Maybe I lead a boring life, but I do look forward to the Medscape surveys on different aspects of US physicians’ lives. The latest is entitled Medscape Physician Lifestyle & Happiness Report 2018.
This survey queried 15,543 practicing physicians from 29 specialties from July 19 through Oct. 2, 2017. Unlike many other physician surveys, it does include allergists/immunologists, who made up 1% of the physicians surveyed.
The first question was very enlightening, as physicians were asked if they were happy outside of work. Fifty percent were extremely happy or very happy, with another 26% somewhat happy outside of work. Only 10% were very unhappy or extremely unhappy.
I found these results quite comforting. The next question was which specialty is the happiest outside of work? Can you guess which one? Would you believe allergy/immunology? Well, that’s what the results showed. There was a tie between dermatology, emergency medicine, and ophthalmology as the next happiest. Who were the least happy: oncology, public health/preventive medicine, and cardiology.
So, what does this imply about allergists? Maybe it suggests that allergists’ happiness spills over from professional to personal life and vice versa.
Another interesting question had physicians grade their own introversion or extroversion. Over a third (38%) came down in the middle or leaned toward introversion (35%), while just over a quarter (28%) veered toward being more extroverted.
Where did allergists fall? Are you primarily shy, enjoying time to yourself or more of an outgoing, talkative allergist? According to the results from the Medscape survey, allergists fall under the introvert personality. I don’t know about that one; maybe it is because we are more cerebral. Not surprising, the specialties with the highest extrovert ratings were all surgical, general surgery, urology and ob/gyn.
Another question I found intriguing was “What cars do physicians drive?” They could choose as many cars as applied. Can you guess? Was it BMW, Mercedes Benz or Audi? Nope, it was Toyota and it wasn’t even close. In fact, the top two were Japanese car companies: Toyota was 21% and Honda 16%. What were the least driven? Cadillac, Kia and Lincoln.

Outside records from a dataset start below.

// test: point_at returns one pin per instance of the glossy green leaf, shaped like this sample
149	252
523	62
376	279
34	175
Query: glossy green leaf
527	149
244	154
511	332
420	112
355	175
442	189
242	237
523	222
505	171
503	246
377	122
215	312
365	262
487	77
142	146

When evaluated between primary care physicians and specialists, more primary care doctors drove Toyotas and Hondas compared to specialists, while specialists drove more BMWs, Lexus, Mercedes Benz and Audis. I could make some comments but since I myself drive a 13-year-old Lexus, I think I will pass.
What I will comment on is the questions and results regarding the numbers of close friends that physicians say they have. We know the issues related to increased physician burnout and how important having close friends is for our own personal well-being.
First question, “Do physicians have many close friends?” The most common answer was one to three close friends at 47% and four to six close friends at 34%. Fifteen percent reported seven or more.
Which physicians by specialty say they have three or fewer close friends? It was pathology at 58%, followed by critical medicine, and radiology. Now which specialty has the highest, meaning they have more than three close friends? Can you guess? I thought it would be pediatrics, but I was mistaken. It was allergy/immunology. Yes, it’s our specialty.
Friendships are vital for support and to protect against stress. The philosopher Aristotle said, “In poverty and other misfortunes of life, true friends are a sure refuge. They keep the young out of mischief; they comfort and aid the old in their weakness, and they incite those in the prime of life to noble deeds.”
Recently I heard that the number of residents applying for allergy/immunology fellowships in the U.S. is decreasing. I am sure there are several factors, including the fact that many medical schools lack allergists, and therefore residents may have no exposure to what we do.
I wish all residents could see some of the results of this survey, as it demonstrates what we already know. Allergy is a great specialty with a strong work/life balance.